Militiamen, Iraqi forces clash; 60 killed across Iraq

August 29, 2006|Associated Press

DIWANIYAH, Iraq -- Shi'ite militiamen armed with rocket-propelled grenades and automatic assault rifles battled Iraqi forces for 12 hours yesterday, leaving at least 40 people dead, most soldiers.

The fighting in this southern city dominated a bloody day that saw at least 60 people killed across Iraq. About 20 died in attacks in Baghdad, including 16 in a suicide bombing that targeted the Interior Ministry complex.

The violence underlined the Shi'ite-led government's difficulties as it tries to rein in the violent sectarian forces of an anti-US cleric.

The US military announced that nine US soldiers were killed over the weekend in and around Baghdad, eight by roadside bombs and one by gunfire.

Dr. Mohammed Abdul-Muhsen of the city's general hospital said the 40 people killed in Diwaniyah included 25 Iraqi soldiers, 10 civilians, and five militiamen. He said the hospital treated 75 wounded.

Diwaniyah, 80 miles south of Baghdad, is a Shi'ite-dominated city where the influence of cleric Moqtada al-Sadr's Mahdi Army has been gradually increasing. The militia already runs a virtual parallel government in Sadr City, a slum in eastern Baghdad.
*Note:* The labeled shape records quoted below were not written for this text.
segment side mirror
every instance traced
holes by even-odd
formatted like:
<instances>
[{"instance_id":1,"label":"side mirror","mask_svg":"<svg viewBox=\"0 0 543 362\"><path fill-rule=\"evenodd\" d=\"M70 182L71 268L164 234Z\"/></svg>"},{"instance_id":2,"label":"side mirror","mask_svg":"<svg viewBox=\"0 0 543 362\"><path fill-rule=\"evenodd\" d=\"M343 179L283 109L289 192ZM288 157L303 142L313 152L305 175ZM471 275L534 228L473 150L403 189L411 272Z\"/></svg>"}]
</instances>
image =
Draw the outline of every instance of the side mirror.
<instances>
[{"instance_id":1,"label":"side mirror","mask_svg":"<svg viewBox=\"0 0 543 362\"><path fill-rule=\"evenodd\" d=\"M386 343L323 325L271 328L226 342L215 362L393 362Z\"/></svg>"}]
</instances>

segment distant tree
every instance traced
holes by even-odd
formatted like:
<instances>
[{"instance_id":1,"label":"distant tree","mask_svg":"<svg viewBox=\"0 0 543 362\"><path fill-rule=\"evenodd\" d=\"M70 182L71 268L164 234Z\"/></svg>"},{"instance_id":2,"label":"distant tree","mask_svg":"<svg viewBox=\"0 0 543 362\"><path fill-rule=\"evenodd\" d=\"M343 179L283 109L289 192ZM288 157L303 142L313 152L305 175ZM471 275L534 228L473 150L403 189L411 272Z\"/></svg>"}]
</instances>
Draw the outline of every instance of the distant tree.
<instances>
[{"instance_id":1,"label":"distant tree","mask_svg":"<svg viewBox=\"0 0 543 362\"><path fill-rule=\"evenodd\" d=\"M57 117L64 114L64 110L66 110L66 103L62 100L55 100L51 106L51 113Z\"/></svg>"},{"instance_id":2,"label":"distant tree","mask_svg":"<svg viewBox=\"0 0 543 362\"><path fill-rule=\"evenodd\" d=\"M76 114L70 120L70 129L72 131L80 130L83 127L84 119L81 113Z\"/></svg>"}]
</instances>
But the government of Prime Minister Nouri al-Maliki, a Shi'ite, has found it difficult to rein in Sadr, whose movement holds 30 of the 275 seats in parliament and five Cabinet posts. Sadr's backing also helped Maliki win the top job during painstaking negotiations within the Shi'ite alliance that led to the ouster of Prime Minister Ibrahim al-Jaafari.

Many Sunnis have expressed disappointment that Maliki's government has not moved to curb Shi'ite militias, especially the Mahdi Army. A prominent hard-line Iraqi Sunni cleric, Harith al-Dhari, said Friday he was willing to meet with top Shi'ite religious leaders, part of an initiative to curb sectarian violence -- but also to press Shi'ite leaders into a response.

American forces also have been wary of confronting the militia, because of Sadr's clout over the government and his large following among majority Shi'ites. Sadr mounted two major uprisings against the American-led coalition in 2004 when US authorities closed his newspaper and pushed an Iraqi judge into issuing an arrest warrant against him.

Sheikh Abdul-Razaq al-Nidawi, the manager of Sadr's office in Diwaniyah, said that trouble had been brewing since Saturday night when the Iraqi Army arrested a Sadr supporter from the Jumhouri neighborhood. On Sunday, the army raided the same place and ``a gunfight erupted between them and the Mahdi Army," Nidawi said.

Army Captain Fatik Aied said gunbattles broke out at about 11 p.m. Sunday south of Diwaniyah, when Iraqi soldiers conducted raids in three neighborhoods to flush out militiamen and seize weapons.